L’auteur s’attarde également sur les authentiques prodiges de la mise en scène ayant réussi à se forger une place d’auteur dans la publicité – avant pour certains de sauter le pas vers le cinéma. Ces personnalités se délestent de l’obligation purement vendeuse des produit concernés, pour concevoir des films dont la seule folie créative fera office d’incitation à travers le souvenir laissé chez le téléspectateur. C’est le cas des pubs Kodak et de la saga des Kodakettes initiée par Jean-Paul Goude, personnages facétieux semant la zizanie sur leur passage notamment dans un mémorable spot intitulé Les Voleurs de couleurs, réalisé par Jean-Baptiste Mondino. Malgré le succès de ses publicités, la popularité des Kodakettes pris même le pas sur le produit, amenant Kodak à stopper la saga, ce qui montre qu’une identité trop singulière ne rime pas forcément avec les pures préoccupations mercantiles. Jean-Paul Goude entremêle en tout cas le minimalisme et l’emphase avec une même inventivité, l’emphase de la publicité pour le parfum Egoïste côtoyant le dispositif primaire et inoubliable de Perrier où la bestialité d’une jeune femme fait fuir un lion lui disputant une bouteille.

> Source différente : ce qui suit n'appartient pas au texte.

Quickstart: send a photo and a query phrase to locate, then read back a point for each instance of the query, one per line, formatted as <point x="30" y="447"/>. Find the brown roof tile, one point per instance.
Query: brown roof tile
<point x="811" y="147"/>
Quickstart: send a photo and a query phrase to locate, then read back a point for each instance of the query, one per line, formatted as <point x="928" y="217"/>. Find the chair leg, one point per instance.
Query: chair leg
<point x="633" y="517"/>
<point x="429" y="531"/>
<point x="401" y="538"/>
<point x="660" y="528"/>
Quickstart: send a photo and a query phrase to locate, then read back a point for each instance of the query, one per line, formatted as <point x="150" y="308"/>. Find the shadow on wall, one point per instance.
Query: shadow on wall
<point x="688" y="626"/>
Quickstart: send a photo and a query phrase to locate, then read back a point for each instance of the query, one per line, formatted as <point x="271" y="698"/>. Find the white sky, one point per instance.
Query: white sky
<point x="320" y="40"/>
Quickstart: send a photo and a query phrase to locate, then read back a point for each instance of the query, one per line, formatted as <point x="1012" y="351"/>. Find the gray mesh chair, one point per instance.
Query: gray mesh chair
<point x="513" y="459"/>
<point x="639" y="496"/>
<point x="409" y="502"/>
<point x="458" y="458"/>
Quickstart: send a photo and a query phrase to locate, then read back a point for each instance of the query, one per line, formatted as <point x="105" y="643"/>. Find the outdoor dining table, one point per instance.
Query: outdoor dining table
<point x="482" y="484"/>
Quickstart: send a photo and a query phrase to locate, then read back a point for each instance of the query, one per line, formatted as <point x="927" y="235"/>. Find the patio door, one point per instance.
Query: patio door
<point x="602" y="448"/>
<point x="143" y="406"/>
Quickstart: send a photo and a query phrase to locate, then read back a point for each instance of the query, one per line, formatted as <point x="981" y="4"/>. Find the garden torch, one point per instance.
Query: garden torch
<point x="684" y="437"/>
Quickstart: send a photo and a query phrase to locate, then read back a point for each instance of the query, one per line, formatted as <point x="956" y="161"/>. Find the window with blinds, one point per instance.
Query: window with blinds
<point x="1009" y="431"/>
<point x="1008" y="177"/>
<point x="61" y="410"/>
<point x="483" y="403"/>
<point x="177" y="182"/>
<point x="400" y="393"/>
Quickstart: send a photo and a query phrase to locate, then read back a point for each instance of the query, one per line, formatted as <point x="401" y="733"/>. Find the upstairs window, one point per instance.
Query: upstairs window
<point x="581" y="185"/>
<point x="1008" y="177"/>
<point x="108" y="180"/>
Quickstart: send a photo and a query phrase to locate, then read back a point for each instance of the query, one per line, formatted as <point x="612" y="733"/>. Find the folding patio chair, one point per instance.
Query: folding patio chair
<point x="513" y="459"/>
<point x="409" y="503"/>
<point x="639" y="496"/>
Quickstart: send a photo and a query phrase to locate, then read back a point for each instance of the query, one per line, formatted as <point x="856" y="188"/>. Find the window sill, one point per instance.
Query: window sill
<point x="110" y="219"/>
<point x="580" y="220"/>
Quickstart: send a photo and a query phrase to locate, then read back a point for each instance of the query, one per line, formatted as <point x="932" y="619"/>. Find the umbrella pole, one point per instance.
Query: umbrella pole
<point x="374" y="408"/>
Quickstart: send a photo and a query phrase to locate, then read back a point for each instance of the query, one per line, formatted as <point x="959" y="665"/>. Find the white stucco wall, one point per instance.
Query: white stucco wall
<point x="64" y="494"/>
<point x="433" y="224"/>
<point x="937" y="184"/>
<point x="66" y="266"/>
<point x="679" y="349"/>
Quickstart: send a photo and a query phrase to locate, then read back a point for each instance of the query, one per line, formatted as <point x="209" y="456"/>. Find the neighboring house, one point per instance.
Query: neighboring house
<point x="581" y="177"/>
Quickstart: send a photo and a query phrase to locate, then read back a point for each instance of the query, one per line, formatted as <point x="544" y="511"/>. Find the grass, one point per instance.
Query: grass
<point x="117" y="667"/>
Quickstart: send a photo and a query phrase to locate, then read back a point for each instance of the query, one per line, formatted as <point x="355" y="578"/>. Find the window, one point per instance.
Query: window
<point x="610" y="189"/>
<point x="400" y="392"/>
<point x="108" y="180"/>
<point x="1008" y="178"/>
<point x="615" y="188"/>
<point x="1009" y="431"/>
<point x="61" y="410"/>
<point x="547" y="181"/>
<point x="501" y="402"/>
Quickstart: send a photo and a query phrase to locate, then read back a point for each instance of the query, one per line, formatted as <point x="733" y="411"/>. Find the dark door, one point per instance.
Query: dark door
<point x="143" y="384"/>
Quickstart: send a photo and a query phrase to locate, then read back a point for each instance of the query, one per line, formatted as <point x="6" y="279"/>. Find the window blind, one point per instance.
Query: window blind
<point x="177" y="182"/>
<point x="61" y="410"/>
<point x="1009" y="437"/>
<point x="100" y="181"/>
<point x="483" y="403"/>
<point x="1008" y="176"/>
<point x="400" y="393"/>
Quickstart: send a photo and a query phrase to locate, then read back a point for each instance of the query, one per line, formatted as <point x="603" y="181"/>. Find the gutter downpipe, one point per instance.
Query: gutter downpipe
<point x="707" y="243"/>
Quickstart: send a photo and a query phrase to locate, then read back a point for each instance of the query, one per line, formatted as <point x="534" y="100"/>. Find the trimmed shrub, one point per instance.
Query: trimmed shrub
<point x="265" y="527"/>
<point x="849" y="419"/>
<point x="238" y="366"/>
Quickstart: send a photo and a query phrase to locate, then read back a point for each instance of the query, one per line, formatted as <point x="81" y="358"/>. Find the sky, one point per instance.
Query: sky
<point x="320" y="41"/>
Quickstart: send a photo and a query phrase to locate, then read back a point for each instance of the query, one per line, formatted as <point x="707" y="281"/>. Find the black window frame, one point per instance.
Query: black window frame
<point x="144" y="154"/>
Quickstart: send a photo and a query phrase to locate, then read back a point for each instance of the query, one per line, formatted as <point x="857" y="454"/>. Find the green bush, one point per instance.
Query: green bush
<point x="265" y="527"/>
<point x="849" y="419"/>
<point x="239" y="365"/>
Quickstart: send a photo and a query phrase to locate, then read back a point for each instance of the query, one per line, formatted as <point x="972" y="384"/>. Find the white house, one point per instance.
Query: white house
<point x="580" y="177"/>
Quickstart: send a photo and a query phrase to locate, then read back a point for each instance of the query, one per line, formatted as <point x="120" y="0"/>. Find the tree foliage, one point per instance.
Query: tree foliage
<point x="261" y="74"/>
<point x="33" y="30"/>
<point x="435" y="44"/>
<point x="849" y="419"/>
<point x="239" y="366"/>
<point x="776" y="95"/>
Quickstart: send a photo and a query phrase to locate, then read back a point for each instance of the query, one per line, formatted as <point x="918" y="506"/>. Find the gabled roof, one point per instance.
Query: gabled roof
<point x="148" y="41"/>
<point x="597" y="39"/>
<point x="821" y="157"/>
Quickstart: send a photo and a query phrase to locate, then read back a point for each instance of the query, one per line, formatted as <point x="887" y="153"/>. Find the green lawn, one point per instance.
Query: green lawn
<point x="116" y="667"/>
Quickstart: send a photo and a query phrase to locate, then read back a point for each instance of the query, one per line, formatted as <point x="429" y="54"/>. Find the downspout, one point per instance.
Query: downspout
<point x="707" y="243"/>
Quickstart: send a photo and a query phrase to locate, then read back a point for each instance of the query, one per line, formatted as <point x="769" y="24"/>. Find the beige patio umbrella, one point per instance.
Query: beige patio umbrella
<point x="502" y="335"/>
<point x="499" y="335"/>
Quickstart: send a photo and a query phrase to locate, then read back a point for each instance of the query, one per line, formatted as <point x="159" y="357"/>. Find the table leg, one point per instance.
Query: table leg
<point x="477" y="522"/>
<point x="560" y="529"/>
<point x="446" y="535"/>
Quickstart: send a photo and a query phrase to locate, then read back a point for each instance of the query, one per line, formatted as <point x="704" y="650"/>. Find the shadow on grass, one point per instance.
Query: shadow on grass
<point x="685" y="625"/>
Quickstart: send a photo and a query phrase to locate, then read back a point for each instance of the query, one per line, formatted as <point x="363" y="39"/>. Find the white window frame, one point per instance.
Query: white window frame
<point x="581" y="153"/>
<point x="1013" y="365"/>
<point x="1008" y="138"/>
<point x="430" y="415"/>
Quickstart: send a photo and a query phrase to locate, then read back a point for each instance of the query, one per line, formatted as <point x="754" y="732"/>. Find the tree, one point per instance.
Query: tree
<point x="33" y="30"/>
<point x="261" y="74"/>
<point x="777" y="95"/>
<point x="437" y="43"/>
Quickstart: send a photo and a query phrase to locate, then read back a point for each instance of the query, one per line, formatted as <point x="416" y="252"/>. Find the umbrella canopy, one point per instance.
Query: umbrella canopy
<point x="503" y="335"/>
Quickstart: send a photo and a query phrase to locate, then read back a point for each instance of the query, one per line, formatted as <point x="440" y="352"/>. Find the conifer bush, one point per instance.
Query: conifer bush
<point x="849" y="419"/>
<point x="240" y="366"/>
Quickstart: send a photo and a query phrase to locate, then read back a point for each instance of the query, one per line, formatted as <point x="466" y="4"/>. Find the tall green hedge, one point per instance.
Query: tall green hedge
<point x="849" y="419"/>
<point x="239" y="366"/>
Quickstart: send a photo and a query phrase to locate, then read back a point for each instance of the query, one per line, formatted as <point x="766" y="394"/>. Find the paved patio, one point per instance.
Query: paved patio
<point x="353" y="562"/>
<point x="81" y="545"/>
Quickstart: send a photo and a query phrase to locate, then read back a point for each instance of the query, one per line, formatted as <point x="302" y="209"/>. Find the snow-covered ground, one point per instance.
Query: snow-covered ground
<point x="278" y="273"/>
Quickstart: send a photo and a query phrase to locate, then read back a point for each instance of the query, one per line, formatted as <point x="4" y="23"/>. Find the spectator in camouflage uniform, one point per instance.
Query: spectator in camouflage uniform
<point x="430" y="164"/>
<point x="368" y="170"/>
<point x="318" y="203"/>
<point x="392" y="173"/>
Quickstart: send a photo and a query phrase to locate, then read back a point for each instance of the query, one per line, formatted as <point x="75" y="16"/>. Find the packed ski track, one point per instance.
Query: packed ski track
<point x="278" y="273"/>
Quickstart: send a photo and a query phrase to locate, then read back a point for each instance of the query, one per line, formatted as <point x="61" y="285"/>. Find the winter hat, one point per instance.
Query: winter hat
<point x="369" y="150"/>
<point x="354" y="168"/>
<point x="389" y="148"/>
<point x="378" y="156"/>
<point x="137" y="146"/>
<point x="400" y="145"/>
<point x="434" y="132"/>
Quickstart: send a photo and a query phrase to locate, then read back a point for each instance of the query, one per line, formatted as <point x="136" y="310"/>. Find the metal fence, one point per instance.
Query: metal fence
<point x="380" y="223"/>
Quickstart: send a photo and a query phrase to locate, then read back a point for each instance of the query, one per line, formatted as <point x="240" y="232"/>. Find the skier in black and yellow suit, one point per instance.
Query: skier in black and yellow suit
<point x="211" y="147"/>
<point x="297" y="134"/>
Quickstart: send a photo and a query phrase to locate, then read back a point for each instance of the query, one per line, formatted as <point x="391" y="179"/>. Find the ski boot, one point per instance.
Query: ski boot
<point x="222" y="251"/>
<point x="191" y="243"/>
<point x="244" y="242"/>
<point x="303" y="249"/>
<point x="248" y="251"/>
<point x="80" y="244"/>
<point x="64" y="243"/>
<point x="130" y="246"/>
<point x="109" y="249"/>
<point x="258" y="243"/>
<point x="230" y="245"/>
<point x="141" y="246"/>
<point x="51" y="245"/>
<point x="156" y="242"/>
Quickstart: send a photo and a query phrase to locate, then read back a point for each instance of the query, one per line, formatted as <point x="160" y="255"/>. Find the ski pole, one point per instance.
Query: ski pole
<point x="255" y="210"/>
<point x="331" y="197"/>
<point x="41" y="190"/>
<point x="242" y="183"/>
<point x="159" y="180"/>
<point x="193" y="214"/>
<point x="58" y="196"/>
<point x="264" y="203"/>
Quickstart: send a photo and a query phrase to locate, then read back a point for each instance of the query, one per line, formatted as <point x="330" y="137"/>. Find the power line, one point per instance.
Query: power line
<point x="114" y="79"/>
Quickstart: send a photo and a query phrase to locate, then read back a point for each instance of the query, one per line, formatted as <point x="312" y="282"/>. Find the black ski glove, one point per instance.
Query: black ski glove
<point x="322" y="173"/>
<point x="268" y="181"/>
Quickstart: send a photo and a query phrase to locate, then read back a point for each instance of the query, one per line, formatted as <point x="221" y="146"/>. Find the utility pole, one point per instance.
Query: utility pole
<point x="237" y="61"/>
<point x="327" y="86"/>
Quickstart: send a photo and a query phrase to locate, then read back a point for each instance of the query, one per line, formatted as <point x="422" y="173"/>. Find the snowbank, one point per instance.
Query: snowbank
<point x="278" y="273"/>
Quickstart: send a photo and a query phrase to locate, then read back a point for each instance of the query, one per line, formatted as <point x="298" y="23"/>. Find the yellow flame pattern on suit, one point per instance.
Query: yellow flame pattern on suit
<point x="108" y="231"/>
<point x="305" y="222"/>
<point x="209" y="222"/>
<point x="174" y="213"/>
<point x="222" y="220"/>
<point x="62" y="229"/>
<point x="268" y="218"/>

La publicité suit les évolutions sociétales, souvent avec cynisme comme le montre la saga autour des voiture Audi à travers des idées narratives et de mise en scène moquant, célébrant ou s’amusant de la femme automobiliste – ou passagère intéressée. Ce long segment consacré à l’âge d’or constitue la partie la plus passionnante du livre à travers de multiples exemples finement analysés. Luc Chomarat reconnaît ensuite que la liberté d’alors constitue un âge révolu, une réglementation plus ferme, un public plus sensible et prompt à manifester son mécontentement avec l’avènement des réseaux sociaux, et des décideurs plus frileux, rendent les publicités actuelles bien plus impersonnelles.
Comme dans d’autres domaines de la création, l’heure est au remake des classiques ayant laissés un souvenir suffisamment marquant (la fameuse pub Perrier refaite dans les années 2010) ou à la redite pour les réalisateurs de génie d’antan. La dernière partie amène un tour d’horizon intéressant sur les autres matériaux filmé publicitaire comme les clips, les génériques de films et les bandes-annonces, les logos ou les gimmicks y prenant également leur indépendance lorsque l’invention est au rendez-vous (la panthère rose dessinée dans le générique du film éponyme de Blake Edwards devenant un personnage à part entière par la suite. Un très bon livre passant au crible 40 ans de publicité sous toute ses formes à travers un regard plein d’acuité et un humour bienvenu.